T-Mobile on Thursday announced it is jumping on the Pokemon bandwagon with an offer of unlimited data for Pokemon Go through August 2017 as a prize in its upcoming T-Mobile Tuesday giveaway.
The free data offer will be around every Tuesday through August 9, T-Mobile said.
T-Mobile said it will also offer 250 users the chance to win $100 to spend on PokeCoins and another five users the opportunity to win trips anywhere in the United States to hunt Pokemon with a friend.
Those prizes will be alongside the carrier’s standard giveaways of a free Wendy’s Frosty and a free Lyft ride up to $15, the carrier said. T-Mobile will also offer a prize of 50 percent off select accessories like battery packs.
The move comes amid a surge of data usage among Pokemon Go users on T-Mobile’s network.
According to T-Mobile CEO John Legere, the number of Pokemon Go users on T-Mobile’s network has doubled since last Friday, July 8 and data usage among users has more than quadrupled.
But some analysts have raised questions about the Net neutrality implications of the offer.
“I’m not a huge strict NN fan,” JackDaw Research chief analyst Jan Dawson wrote on Twitter. “Generally think innovation here is a good thing. But this definitely crosses the neutral line.”
This isn’t the first time the Un-carrier has faced questions about the legality of its offerings, though.
After launching its Binge On video streaming service to users at the end of last year, T-Mobile faced accusations that the program violated Net neutrality rules by throttling all video content regardless of whether the provider is a Binge On participant.
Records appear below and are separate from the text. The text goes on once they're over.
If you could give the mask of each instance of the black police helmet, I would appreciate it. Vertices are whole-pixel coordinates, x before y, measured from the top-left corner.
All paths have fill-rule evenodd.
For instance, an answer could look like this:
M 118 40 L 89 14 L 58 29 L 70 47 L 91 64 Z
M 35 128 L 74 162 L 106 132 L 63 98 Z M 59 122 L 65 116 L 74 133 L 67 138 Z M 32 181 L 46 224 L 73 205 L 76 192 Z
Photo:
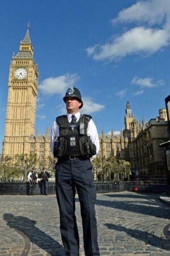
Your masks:
M 67 90 L 65 96 L 63 97 L 63 100 L 65 103 L 66 103 L 66 98 L 70 98 L 73 97 L 73 98 L 76 98 L 80 102 L 82 102 L 82 105 L 79 106 L 79 109 L 81 109 L 83 106 L 83 103 L 82 101 L 82 96 L 79 90 L 75 87 L 70 87 Z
The criticism was based on a portion of the FCC’s Net neutrality rules that states ISPs “shall not impair or degrade lawful Internet traffic on the basis of Internet content, application, or service…subject to reasonable network management.”
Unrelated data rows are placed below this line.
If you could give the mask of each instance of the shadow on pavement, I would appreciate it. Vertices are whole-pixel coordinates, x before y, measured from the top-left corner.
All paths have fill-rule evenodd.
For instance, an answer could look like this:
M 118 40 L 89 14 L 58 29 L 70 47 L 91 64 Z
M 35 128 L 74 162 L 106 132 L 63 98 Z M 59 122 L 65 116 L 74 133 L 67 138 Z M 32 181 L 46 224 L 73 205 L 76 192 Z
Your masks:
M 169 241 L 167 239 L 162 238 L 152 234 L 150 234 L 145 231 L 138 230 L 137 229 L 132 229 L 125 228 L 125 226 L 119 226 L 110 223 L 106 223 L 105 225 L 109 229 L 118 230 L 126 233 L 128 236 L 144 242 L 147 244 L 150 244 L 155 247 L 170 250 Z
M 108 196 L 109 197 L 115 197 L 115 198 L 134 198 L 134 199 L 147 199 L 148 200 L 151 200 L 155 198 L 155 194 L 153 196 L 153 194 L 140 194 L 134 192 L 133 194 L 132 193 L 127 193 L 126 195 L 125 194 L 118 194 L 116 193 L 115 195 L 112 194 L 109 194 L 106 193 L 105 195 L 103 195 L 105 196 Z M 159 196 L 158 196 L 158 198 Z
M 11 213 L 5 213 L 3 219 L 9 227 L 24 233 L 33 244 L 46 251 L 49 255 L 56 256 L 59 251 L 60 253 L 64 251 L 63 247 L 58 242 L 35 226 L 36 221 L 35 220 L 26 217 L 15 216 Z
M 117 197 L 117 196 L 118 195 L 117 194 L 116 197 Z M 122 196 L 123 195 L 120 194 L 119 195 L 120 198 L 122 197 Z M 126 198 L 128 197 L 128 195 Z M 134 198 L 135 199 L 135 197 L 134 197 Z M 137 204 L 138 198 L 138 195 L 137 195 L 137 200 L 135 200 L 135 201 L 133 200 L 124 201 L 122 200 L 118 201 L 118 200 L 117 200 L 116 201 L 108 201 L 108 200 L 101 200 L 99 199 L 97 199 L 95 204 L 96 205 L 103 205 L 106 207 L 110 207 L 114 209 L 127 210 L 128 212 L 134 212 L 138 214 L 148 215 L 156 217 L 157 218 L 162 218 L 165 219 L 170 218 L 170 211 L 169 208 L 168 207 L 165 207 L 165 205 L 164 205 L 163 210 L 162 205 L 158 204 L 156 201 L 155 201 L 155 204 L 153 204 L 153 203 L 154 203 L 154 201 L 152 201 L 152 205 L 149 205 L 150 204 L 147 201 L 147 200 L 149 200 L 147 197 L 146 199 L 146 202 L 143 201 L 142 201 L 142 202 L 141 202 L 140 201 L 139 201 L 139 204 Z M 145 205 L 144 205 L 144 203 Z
Legere has defended the service by reiterating that Binge On is free and available to all T-Mobile customers, and said the service’s opt-out feature makes it “very pro Net neutrality.”
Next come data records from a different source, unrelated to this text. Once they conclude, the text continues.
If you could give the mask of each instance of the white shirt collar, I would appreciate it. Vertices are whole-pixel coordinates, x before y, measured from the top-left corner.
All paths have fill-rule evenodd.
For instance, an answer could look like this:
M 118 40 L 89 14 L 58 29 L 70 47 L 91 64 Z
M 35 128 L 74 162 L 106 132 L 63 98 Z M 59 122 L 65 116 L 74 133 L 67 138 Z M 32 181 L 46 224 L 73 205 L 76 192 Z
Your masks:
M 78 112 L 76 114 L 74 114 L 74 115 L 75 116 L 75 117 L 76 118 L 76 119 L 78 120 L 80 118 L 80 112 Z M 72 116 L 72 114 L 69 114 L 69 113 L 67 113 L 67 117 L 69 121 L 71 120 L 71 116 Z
As noted by Dawson, T-Mobile’s offer of free data specifically for Pokemon Go doesn’t have the “open to all” defense to fall back on.
“Unlike Music Freedom and BingeOn, this isn’t even theoretically neutral,” Dawson said. “Explicitly favoring a single app.”
While the offer doesn’t appear to directly violate Net neutrality rules, critics have previously argued that zero rating programs violate the spirit of the rules by favoring certain games or websites over others.
Though the rules were recently reaffirmed in a District of Columbia appeals court, T-Mobile has previously encouraged the FCC to “tread lightly” in enforcing the regulations.
“The commission has to tread lightly, and certainly more lightly than for the wired world in the wireless space — when there is so much experimentation happening, so much differentiation happening, and a lot of it customers responding to,” T-Mobile Senior VP of Government Affairs Kathleen Ham said at a conference in February. “We do have to be transparent about it. We have to make sure the customer has choices, but I think it is wise to tread lightly in this environment when there is so much going on.”